Summary of Framework Requirements Derived

This use case highlights the need for OpenMAS to provide:

1. Robust MCP Integration: Stable, easy-to-use, and correct wrappers/abstractions around the official mcp Python SDK (v1.6+) for both client (ClientSession via send_request) and server (FastMCP via McpServerAgent or communicators in server mode) roles.
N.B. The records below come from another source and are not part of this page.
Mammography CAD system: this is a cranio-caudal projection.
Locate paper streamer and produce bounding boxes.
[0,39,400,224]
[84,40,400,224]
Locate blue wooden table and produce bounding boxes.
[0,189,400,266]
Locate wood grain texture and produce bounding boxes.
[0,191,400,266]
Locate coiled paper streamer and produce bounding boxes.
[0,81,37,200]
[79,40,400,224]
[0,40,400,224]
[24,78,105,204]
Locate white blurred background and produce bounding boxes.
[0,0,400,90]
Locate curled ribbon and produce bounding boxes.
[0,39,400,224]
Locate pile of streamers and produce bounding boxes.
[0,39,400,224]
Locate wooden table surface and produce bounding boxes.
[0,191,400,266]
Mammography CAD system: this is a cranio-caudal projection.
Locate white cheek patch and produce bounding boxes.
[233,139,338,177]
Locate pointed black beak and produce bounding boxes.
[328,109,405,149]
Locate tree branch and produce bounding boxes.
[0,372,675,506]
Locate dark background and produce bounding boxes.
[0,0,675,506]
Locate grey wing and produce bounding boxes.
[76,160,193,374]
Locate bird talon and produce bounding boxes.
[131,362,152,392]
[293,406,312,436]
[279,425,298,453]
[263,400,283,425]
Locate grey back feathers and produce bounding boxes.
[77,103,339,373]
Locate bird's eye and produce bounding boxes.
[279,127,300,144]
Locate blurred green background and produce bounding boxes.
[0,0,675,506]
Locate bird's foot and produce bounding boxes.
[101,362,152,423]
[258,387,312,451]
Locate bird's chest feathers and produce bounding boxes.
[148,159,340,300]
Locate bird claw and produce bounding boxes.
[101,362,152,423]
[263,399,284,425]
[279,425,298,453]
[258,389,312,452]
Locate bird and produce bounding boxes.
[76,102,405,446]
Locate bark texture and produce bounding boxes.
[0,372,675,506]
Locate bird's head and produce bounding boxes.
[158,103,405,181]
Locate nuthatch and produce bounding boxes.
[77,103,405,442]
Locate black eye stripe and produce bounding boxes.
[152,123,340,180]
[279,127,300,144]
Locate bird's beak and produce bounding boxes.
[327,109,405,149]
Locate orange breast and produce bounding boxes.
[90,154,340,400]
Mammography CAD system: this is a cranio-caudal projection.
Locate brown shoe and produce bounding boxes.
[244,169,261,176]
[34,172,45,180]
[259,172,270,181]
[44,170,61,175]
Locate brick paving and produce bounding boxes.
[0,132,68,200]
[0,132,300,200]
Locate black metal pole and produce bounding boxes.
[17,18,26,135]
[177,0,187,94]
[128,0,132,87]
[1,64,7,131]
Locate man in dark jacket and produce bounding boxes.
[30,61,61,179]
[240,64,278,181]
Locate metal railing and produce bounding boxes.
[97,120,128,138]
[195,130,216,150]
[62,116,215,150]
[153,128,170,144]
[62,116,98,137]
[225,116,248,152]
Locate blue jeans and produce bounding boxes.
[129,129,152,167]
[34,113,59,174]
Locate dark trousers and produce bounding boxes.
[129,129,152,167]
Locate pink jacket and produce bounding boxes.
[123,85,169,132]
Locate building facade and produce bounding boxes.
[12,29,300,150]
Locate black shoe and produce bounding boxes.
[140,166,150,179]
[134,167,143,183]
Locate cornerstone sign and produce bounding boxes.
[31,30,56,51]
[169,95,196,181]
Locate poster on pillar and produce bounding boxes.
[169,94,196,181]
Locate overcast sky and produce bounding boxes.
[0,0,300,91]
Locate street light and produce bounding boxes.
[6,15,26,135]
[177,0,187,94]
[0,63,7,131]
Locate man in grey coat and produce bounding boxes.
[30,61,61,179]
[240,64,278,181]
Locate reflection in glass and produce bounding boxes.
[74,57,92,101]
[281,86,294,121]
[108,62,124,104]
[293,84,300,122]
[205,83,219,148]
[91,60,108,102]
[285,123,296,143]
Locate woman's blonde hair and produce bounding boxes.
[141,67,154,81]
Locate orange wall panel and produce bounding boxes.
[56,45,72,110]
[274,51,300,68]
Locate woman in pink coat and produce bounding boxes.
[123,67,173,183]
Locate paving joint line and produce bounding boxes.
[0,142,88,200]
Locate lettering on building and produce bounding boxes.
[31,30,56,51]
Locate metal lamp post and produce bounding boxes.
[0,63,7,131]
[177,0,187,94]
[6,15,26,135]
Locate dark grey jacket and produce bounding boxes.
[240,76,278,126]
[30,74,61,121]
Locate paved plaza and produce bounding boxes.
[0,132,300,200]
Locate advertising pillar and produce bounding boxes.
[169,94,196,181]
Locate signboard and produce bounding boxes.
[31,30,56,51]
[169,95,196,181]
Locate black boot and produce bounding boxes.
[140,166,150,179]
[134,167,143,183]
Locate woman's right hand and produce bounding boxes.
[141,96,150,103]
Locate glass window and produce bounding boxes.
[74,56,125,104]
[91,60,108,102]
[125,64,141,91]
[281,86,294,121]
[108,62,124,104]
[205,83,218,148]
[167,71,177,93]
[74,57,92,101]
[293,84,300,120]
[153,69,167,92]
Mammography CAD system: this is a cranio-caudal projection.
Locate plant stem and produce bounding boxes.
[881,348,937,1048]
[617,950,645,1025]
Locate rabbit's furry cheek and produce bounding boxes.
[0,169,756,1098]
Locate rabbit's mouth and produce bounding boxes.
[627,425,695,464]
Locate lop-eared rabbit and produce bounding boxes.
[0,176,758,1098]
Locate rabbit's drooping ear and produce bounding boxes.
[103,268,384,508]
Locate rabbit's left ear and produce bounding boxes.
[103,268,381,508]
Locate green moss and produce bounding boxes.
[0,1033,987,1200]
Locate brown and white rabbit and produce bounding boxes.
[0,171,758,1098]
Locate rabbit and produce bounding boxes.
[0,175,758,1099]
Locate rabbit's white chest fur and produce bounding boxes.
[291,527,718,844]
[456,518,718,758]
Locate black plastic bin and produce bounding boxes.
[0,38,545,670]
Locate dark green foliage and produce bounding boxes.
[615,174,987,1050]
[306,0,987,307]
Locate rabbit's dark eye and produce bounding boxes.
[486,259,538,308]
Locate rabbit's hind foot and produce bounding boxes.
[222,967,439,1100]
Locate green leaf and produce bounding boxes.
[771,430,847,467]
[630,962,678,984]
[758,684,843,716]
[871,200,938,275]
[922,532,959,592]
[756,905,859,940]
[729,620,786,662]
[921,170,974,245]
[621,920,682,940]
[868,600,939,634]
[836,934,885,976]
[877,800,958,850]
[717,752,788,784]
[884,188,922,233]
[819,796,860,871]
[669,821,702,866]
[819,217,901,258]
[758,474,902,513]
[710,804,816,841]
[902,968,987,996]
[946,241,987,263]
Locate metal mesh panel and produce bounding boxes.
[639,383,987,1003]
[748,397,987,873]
2. Async Compatibility: The BaseAgent structure must seamlessly support standard asynchronous operations required by the agents, including database access, external API calls (LLMs), and managing subprocesses, without blocking the event loop.
3. Configuration: Flexible configuration system to manage agent names, communication settings (ports, types), service URLs for inter-agent communication, API keys, and external tool paths.
4. Integration: Facilitate the integration of external libraries/SDKs (LLM clients, DB drivers, subprocess management) within the agent's lifecycle methods (setup, run).